Wednesday, February 11, 2015

Kids: The Owner's Manual is Missing

As a mom, I am perpetually confused.
  • Why must kids be dragged out of bed Monday through Friday, yet the same kids jump out of bed wild and raring to go on Saturdays and Sundays?
  • How can a child decide that he doesn't like peanut butter all of a sudden even though he's been requesting it daily for 6 months?
  • I can look a child in the yes and ask {twice} if clothes are picked out for the next day, and then in the morning be told there are no clean underpants. What?!
  • Some days a child will begging for me to get him dressed and some days he screams at me when I try to help him because "I can dooooooooo it!"
  • If I pick up the kids early from after care, they cry because they "aren't finished playing," but if I pick them up late they get mad because they had to wait so long.
  • Remembering lunch boxes, musical instruments, signed paperwork, and pairs of mitten is evidently too taxing on the brain; but the same children can remember a reward I casually mentioned three weeks ago.
I have a degree in Psychology and an endorsement in Education. I have taught and worked with children for 15 years and been a mother for 11. And I still just don't get it! I am trying to be a good mom. I try to be consistent in what I do and how I react. I want to nurture a feeling of security in my kids and to let them know I am always there for them. But to be honest, I'm just confused. I don't know which days to plan early morning fun and which days to try and sleep in. I don't know what groceries to buy or which laundry to triage to the next load. I don't know when to offer help or when to step back. I don't know when to arrive early or when to let them stay late.
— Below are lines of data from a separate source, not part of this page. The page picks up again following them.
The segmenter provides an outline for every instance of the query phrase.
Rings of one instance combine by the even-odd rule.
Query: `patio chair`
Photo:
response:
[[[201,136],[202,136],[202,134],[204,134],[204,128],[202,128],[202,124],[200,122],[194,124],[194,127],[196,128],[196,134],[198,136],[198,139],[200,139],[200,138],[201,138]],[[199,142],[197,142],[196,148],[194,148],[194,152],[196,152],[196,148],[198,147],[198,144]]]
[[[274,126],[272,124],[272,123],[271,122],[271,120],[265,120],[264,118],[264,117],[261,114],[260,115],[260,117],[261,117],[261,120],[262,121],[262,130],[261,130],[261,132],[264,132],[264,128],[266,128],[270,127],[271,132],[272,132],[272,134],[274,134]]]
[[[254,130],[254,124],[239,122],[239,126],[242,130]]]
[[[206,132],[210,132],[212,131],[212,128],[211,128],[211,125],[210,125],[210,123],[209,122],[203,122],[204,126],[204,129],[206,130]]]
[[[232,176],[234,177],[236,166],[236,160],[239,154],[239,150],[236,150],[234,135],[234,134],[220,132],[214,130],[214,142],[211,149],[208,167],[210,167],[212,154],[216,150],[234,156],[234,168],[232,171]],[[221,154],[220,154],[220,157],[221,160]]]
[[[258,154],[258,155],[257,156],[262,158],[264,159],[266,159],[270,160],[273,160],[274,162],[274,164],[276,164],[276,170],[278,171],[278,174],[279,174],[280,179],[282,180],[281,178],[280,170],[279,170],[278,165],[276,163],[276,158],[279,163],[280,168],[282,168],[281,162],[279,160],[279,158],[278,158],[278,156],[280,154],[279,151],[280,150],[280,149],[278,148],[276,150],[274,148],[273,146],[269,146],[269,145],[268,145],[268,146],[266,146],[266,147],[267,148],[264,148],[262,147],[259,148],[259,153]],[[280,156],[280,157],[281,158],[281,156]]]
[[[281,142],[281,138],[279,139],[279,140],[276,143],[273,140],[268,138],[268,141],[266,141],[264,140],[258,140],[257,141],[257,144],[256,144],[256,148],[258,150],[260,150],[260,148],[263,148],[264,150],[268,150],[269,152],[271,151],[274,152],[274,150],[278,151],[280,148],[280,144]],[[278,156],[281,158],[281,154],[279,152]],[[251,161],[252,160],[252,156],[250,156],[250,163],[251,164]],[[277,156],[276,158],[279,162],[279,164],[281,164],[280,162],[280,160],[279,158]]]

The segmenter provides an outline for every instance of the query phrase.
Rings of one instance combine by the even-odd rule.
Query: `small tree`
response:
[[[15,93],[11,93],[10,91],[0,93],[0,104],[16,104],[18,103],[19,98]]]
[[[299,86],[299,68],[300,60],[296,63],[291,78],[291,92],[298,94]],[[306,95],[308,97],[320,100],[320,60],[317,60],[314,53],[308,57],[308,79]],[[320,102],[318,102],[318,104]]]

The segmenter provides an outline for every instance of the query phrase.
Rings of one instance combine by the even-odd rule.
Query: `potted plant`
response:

I feel guilty when I make the wrong call, but then I feel silly because there's just no way to predict these moods. My brain is exhausted from trying to stave off the inevitable meltdowns and tantrums. And there are days that it breaks me. There has been some begging for attention at my house. I recognize it quite readily, but I can't always remedy it as immediately. I left work right on time on Monday and decided to alter my pick up routine to pick up someone first and get in some extra hugs and snuggles. Instead, I arrived to tears and "I'm not ready yet!" So I turned around defeated and felt my own tears coming as I walked to the van.

I just can't get it right and I hate feeling so out of sync and confused. I want to be able to offer the comfort that is needed, while also allowing the freedoms that are craved. I keep looking for an answer and resigning myself to the fact that maybe there isn't one. Maybe we just have to take it one day at a time and make what we think is the right choice and deal with the consequences. And maybe tomorrow I'll guess correctly and we'll have smiles instead of tears for a while.

Is there an owner's manual I forgot to read somewhere?

I'm linking up today with Lisa's One Word Challenge. The word choices were tomorrow, guilty, and confused. This week I fit them all in!  Did you find them?